I have been visiting the UK for the last few weeks. It was a bit of a “whirl wind” tour “5 cities in 14 days”. There was so much to see that 14 days per city wouldn’t have been enough.
Among the items waiting for me when I got back was a request to do a SEO audit on a website that had recently been updated. One of the problems was so common that I thought I would pass it on.
I first checked the robots.txt file. This is the file that tells the robots (search engines) which pages pages you want them to exclude from their index. Google, and the other major search engines, take the robots.txt as gospel and obeys all the entries. Getting the robots.txt wrong is the quickest way to get your site ignored by the search engines.
Unfortunately, it is a sad fact that many, dare I say most, people claiming to be web designers either don’t know about or forget to check the robots.txt. In this case the txt was blocking the search engines from a directory that no longer existed – not a problem. And, pointing to the sitemap.xml file.
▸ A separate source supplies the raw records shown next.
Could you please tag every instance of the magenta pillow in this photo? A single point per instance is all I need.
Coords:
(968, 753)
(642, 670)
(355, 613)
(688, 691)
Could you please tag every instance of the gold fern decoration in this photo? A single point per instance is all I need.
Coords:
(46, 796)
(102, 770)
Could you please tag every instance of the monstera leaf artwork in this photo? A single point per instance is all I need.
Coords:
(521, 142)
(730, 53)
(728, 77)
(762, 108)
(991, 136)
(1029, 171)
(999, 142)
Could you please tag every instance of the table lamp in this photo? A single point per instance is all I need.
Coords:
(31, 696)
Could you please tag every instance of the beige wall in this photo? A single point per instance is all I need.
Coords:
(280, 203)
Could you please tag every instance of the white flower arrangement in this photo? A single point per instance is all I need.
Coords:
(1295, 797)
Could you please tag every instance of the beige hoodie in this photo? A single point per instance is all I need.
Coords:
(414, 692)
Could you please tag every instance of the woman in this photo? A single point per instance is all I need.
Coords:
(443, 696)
The sitemap.xml, or sitemap, is a complete listing of all the pages that you want the search engines to index. And, while the search engines have a method of submitting sitemaps, they can also ‘discover’ the sitemap if it is listed in the robots.txt.
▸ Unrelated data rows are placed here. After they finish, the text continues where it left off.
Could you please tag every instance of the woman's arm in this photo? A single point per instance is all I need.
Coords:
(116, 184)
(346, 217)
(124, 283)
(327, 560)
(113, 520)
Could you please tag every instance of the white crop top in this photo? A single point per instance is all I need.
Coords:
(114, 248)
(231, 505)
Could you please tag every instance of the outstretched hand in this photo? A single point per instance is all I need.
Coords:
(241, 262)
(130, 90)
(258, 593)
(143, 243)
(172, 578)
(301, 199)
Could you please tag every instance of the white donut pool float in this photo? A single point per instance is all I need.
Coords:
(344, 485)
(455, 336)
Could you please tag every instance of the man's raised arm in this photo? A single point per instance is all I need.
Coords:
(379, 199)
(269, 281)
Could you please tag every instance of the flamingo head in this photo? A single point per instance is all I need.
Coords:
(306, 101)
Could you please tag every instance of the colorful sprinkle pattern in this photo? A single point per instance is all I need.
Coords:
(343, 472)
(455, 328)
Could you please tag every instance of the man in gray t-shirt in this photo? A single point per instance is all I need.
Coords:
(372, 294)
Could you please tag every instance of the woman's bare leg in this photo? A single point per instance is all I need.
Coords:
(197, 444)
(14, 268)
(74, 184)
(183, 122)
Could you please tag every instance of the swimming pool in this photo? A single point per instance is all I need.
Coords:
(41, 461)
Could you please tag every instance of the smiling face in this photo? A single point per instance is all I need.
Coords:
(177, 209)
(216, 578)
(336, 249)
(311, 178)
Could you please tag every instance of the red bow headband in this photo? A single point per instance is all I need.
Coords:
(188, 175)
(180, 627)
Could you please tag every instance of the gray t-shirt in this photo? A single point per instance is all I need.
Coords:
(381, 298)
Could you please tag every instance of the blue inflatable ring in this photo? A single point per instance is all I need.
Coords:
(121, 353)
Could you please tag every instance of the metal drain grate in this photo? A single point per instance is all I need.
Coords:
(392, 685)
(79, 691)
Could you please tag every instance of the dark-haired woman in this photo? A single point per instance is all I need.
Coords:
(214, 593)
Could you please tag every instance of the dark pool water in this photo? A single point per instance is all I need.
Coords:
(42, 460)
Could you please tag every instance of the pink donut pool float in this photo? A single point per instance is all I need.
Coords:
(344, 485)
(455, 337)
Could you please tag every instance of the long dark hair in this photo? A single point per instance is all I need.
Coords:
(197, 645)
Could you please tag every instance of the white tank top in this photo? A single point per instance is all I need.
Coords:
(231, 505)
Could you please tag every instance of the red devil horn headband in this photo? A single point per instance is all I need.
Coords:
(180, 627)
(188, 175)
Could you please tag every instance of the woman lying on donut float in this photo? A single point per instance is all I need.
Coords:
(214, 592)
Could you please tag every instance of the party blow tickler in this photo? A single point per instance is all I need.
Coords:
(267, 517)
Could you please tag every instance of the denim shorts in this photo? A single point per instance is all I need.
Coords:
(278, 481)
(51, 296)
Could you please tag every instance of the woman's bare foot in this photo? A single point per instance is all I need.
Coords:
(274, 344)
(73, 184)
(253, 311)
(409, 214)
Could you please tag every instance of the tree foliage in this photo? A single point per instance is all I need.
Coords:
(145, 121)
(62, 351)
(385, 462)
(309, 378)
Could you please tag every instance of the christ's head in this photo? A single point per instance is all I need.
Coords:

IMHO, all websites should have a sitemap, with ONE BIG PRIVISO – IT MUST BE KEPT UPTO DATE!.
One of the key pieces of information provided by the sitemap is the last time a page was modified. The search engines use this as a short cut. If the page hasn’t been modified since the last time they indexed the site – there is no reason to check that page for new content. It saves the search engines time, and reduces your bandwidth usage. But, this works only – ONLY if the sitemap is upto date.
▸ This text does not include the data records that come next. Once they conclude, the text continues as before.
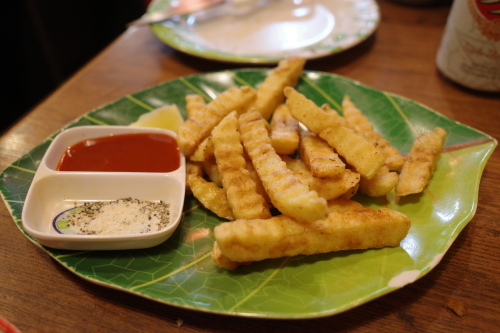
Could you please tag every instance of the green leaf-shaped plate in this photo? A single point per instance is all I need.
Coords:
(181, 273)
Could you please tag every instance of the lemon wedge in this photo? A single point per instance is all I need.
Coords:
(167, 117)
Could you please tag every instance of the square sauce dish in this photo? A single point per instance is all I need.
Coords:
(107, 188)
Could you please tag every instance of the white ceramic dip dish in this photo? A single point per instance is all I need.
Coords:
(53, 192)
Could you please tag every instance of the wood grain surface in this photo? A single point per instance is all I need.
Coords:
(37, 294)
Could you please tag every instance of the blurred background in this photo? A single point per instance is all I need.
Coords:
(45, 41)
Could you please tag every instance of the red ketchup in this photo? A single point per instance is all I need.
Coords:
(138, 152)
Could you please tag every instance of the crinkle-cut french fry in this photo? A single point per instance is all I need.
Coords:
(320, 157)
(212, 171)
(362, 125)
(421, 162)
(194, 103)
(284, 131)
(286, 191)
(222, 261)
(209, 194)
(283, 236)
(204, 151)
(194, 130)
(256, 179)
(383, 182)
(328, 188)
(339, 205)
(241, 191)
(192, 170)
(343, 205)
(270, 91)
(355, 149)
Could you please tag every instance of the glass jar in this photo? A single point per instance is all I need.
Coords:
(469, 53)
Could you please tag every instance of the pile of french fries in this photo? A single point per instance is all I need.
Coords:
(287, 191)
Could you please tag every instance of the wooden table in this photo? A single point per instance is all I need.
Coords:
(38, 295)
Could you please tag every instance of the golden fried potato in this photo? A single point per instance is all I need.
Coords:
(362, 125)
(328, 188)
(194, 130)
(194, 103)
(209, 194)
(286, 191)
(284, 131)
(270, 91)
(320, 157)
(210, 168)
(280, 236)
(256, 179)
(204, 151)
(241, 191)
(421, 162)
(355, 149)
(383, 182)
(343, 205)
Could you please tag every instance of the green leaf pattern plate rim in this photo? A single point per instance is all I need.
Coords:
(180, 271)
(356, 20)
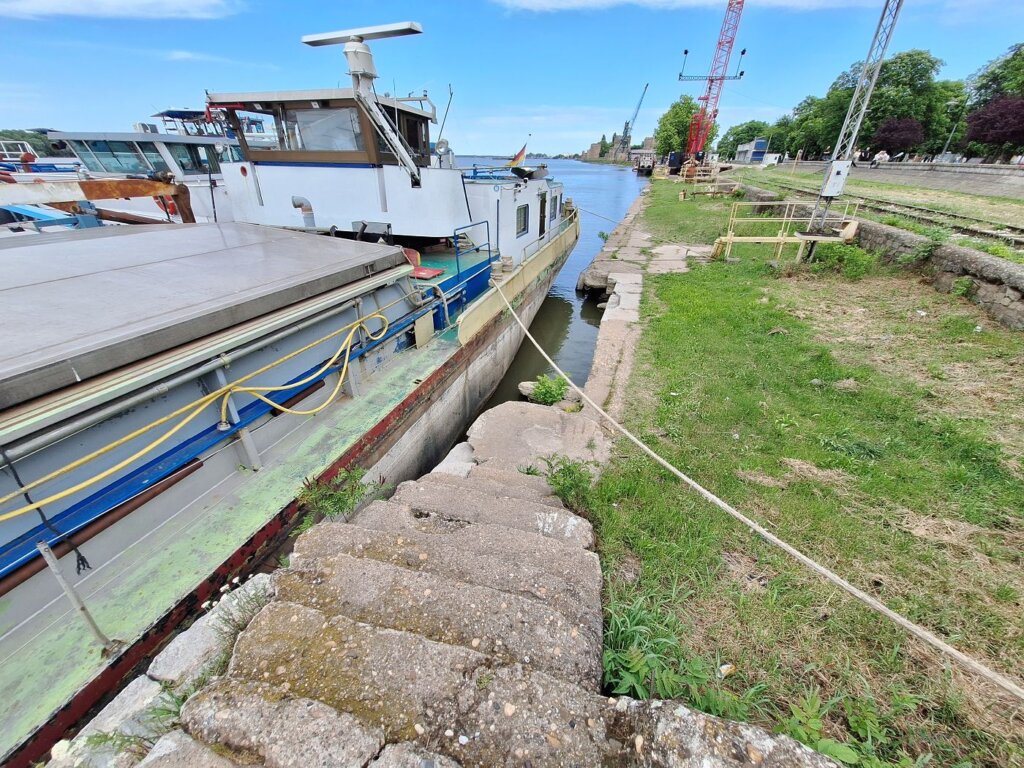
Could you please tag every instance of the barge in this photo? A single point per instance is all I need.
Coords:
(167, 389)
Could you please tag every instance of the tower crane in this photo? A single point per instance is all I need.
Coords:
(624, 142)
(842, 159)
(702, 121)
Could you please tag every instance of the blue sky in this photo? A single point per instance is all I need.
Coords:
(564, 71)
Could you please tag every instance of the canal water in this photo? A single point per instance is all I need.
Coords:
(566, 324)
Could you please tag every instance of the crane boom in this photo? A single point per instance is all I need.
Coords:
(624, 142)
(838, 169)
(704, 120)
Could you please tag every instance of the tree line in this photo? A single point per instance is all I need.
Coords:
(910, 112)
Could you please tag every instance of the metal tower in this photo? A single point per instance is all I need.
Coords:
(839, 166)
(701, 123)
(624, 142)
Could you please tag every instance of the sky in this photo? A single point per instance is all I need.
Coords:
(560, 72)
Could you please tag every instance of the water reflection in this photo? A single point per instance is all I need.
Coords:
(566, 324)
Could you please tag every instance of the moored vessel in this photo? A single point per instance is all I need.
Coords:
(167, 389)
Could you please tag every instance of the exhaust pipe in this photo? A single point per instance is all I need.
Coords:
(307, 211)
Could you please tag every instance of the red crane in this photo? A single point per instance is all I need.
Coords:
(704, 120)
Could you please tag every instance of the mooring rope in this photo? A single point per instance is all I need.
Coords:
(920, 632)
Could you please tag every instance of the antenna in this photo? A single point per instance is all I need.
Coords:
(360, 67)
(398, 29)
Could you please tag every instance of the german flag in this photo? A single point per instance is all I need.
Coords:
(517, 160)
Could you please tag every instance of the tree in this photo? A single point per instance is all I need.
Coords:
(1000, 77)
(674, 127)
(740, 134)
(999, 126)
(898, 134)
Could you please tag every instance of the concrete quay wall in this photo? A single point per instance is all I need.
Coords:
(995, 180)
(994, 284)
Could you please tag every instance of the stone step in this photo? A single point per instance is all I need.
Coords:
(455, 506)
(491, 472)
(496, 488)
(292, 660)
(562, 577)
(501, 626)
(255, 718)
(522, 433)
(385, 678)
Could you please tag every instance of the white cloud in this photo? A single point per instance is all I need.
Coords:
(552, 5)
(120, 8)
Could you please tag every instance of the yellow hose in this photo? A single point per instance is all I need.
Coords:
(201, 404)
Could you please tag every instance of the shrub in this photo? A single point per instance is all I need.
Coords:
(963, 287)
(570, 480)
(549, 391)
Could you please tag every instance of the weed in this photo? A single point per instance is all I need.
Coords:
(963, 287)
(570, 480)
(922, 252)
(337, 498)
(120, 743)
(549, 390)
(852, 262)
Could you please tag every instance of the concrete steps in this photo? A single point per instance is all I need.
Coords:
(527, 565)
(458, 624)
(504, 627)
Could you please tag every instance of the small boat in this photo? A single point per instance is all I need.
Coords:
(190, 150)
(165, 390)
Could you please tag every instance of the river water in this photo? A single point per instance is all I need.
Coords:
(566, 324)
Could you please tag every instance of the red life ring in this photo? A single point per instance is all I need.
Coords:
(167, 206)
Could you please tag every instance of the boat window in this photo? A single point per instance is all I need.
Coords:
(193, 158)
(521, 220)
(85, 155)
(153, 155)
(230, 154)
(118, 157)
(334, 130)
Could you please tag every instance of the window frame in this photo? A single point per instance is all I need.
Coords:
(522, 215)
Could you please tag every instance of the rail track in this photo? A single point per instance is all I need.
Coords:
(1010, 233)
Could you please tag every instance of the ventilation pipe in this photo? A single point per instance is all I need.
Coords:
(306, 207)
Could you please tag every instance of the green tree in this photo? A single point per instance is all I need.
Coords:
(674, 127)
(740, 134)
(1000, 77)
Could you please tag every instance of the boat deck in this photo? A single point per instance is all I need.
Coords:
(128, 293)
(150, 562)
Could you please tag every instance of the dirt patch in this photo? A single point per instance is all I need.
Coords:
(903, 328)
(760, 478)
(801, 470)
(743, 570)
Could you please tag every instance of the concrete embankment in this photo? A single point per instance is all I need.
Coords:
(629, 250)
(457, 624)
(1000, 180)
(994, 284)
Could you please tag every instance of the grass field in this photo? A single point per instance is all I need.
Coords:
(981, 208)
(876, 425)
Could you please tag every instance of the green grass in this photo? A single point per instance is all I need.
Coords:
(725, 390)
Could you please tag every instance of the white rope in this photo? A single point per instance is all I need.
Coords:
(920, 632)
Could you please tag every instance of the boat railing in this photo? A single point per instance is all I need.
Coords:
(459, 252)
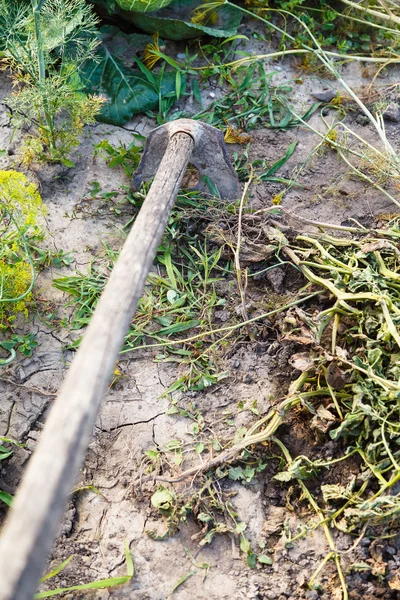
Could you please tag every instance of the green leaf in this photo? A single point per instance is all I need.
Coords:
(251, 560)
(178, 327)
(5, 453)
(174, 22)
(264, 560)
(240, 527)
(245, 545)
(143, 5)
(235, 473)
(94, 585)
(6, 498)
(127, 92)
(199, 448)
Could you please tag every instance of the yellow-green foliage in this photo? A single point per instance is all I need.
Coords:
(20, 207)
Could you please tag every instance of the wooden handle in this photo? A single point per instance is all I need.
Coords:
(38, 506)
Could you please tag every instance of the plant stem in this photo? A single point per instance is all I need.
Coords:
(36, 7)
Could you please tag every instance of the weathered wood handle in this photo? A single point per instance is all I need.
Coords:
(38, 506)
Sadly, it hadn’t been updated since 2009.
Fortunately, the major search engines were ignoring the “last modified” tag and viewing the new pages. They new content apperared to be indexed as the new description meta tags were appearing in the SERP. However, this is sub-optimal.
A current sitemap is the best way to ensure all your pages are at least being indexed. Don’t forget to update it when you do your next site update or add new content.